The widespread methods based on real-time PCR for simultaneous identification several targets in one tube do not provide a high degree of multiplexing since in one channel of the cycler is detected one target. Thus, the promising trend in the development of PCR technology is the development of approaches that increase the degree of multiplexing of the diagnostic test without complicating the procedure and lowering its sensitivity.

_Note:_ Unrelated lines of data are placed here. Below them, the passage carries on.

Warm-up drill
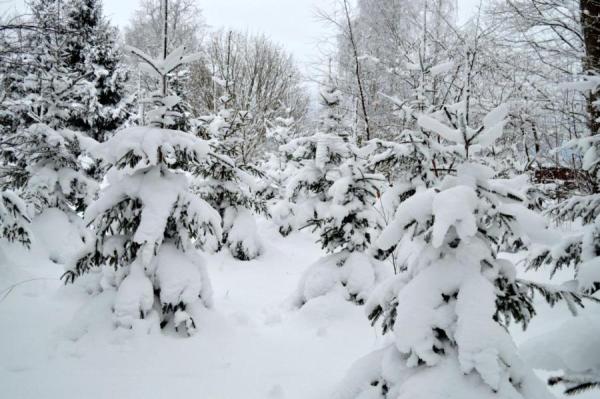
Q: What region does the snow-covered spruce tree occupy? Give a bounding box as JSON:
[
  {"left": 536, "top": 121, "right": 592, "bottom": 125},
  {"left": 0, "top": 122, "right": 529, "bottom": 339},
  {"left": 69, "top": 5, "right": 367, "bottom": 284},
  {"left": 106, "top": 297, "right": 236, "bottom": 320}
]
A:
[
  {"left": 64, "top": 24, "right": 221, "bottom": 335},
  {"left": 282, "top": 133, "right": 383, "bottom": 307},
  {"left": 62, "top": 0, "right": 134, "bottom": 142},
  {"left": 270, "top": 79, "right": 352, "bottom": 236},
  {"left": 0, "top": 0, "right": 132, "bottom": 141},
  {"left": 261, "top": 108, "right": 299, "bottom": 237},
  {"left": 261, "top": 108, "right": 296, "bottom": 199},
  {"left": 0, "top": 190, "right": 31, "bottom": 248},
  {"left": 337, "top": 104, "right": 579, "bottom": 399},
  {"left": 194, "top": 96, "right": 266, "bottom": 260}
]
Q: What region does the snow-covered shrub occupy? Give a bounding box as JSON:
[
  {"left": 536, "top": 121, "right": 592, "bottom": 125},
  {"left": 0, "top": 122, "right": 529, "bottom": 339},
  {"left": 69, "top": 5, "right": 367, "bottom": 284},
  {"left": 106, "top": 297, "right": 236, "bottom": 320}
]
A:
[
  {"left": 194, "top": 99, "right": 266, "bottom": 260},
  {"left": 282, "top": 133, "right": 382, "bottom": 307},
  {"left": 65, "top": 127, "right": 221, "bottom": 334},
  {"left": 63, "top": 42, "right": 221, "bottom": 335},
  {"left": 0, "top": 124, "right": 98, "bottom": 216},
  {"left": 0, "top": 190, "right": 31, "bottom": 248},
  {"left": 338, "top": 104, "right": 578, "bottom": 399}
]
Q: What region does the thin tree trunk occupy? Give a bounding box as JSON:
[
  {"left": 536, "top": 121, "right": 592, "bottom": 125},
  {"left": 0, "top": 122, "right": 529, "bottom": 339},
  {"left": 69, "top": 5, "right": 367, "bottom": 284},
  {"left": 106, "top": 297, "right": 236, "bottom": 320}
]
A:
[
  {"left": 579, "top": 0, "right": 600, "bottom": 135},
  {"left": 344, "top": 0, "right": 371, "bottom": 141}
]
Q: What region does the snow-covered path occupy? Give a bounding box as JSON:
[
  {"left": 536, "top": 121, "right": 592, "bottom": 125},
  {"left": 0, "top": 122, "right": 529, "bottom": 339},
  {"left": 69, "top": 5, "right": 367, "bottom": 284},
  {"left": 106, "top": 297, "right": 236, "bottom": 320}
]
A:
[
  {"left": 0, "top": 224, "right": 377, "bottom": 399},
  {"left": 0, "top": 216, "right": 596, "bottom": 399}
]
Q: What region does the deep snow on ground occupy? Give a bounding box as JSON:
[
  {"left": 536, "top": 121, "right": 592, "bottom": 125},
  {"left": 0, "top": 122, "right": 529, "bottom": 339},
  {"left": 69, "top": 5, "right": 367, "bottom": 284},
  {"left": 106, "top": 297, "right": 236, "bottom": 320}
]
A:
[{"left": 0, "top": 215, "right": 597, "bottom": 399}]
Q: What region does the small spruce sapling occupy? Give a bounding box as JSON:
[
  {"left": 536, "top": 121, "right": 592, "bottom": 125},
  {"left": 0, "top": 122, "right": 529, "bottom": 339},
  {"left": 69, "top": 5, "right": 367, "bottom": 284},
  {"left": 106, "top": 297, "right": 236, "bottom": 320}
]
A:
[
  {"left": 63, "top": 25, "right": 221, "bottom": 335},
  {"left": 338, "top": 104, "right": 580, "bottom": 399}
]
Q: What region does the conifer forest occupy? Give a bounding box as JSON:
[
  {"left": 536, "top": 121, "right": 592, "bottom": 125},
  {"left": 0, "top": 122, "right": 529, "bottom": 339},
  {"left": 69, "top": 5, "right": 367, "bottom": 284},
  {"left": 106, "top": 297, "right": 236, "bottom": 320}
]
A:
[{"left": 0, "top": 0, "right": 600, "bottom": 399}]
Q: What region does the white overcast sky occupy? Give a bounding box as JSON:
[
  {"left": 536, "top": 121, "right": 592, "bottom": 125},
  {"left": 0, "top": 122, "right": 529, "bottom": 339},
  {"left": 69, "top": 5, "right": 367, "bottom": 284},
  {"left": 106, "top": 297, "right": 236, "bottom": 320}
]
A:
[{"left": 0, "top": 0, "right": 480, "bottom": 73}]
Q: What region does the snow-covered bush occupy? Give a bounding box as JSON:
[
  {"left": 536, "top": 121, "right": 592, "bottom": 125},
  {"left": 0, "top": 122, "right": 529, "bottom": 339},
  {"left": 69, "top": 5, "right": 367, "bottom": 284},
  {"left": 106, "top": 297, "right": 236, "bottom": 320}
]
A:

The aim of the project is the development and commercialization of the technology, representing a platform for creating diagnostic tests with a high degree of multiplexing (in one channel of the cycler is detected- 3 targets or more). The project is meant to create a comprehensive solution for a wide range of molecular genetic diagnosis problems. The platform consists of 1) set of artificial nucleotide sequences representing the basis of the technology and 2) software for interpreting the results of the analysis. The proposed solution is based on wide spread Real-Time PCR technology, i.e. the analysis does not require special equipment to be used, that can ease up market entrance. At the moment, a diagnostic test is being developed on the basis of the platform to identify 14 targets in one tube. The proposed platform is universal, accordingly, the project can be important in the molecular diagnostic (MDx) / in vitro diagnostic (IVD) segment by the developers of diagnostic kits. Tests developed on the basis of the platform will be demanded by diagnostic centers.

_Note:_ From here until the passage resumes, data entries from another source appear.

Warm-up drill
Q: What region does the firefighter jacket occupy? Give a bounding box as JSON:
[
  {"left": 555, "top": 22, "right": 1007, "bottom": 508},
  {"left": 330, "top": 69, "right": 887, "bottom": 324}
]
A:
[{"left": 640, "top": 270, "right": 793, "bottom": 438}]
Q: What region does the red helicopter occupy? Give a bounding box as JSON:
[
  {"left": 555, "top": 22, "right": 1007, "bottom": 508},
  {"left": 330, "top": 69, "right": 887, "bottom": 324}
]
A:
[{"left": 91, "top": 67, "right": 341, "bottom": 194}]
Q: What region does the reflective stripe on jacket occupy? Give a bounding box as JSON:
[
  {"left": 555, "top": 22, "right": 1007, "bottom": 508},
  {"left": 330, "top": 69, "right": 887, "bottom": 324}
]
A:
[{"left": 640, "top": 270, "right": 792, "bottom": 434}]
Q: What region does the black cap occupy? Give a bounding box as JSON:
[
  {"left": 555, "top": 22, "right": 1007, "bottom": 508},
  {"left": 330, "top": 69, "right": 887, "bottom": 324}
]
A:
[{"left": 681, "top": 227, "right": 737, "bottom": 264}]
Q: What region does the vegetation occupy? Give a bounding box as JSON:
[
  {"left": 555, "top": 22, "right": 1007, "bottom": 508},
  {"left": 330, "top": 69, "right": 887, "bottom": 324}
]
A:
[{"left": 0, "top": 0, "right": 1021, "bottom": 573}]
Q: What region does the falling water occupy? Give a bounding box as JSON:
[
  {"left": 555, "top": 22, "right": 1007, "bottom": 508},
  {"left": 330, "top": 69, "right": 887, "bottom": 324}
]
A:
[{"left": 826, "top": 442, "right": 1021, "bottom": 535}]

The innovative approach consists in an original detection scheme based on PCR, followed by melting analysis.

The gist of the approach is as follows: during the PCR, specific probes are split into duplexes. After the PCR, the reaction products are melted. By the presence of a duplex with a certain melting point, one can judge the presence of an appropriate target. The melting point of the corresponding duplex is specified by the developer for each target individually. The degree of multiplexing (the number of detectable targets in one tube) depends on the number of channels of the amplifier and on the number of duplexes that differ in melting point per channel. In this way, 2D target encoding is performed where the variable parameters are the melting point of the duplex and the amplifier channel. For example, for a 5-channel amplifier in one tube, 30 targets can be determined, when six targets are detected in one channel (see Fig.)».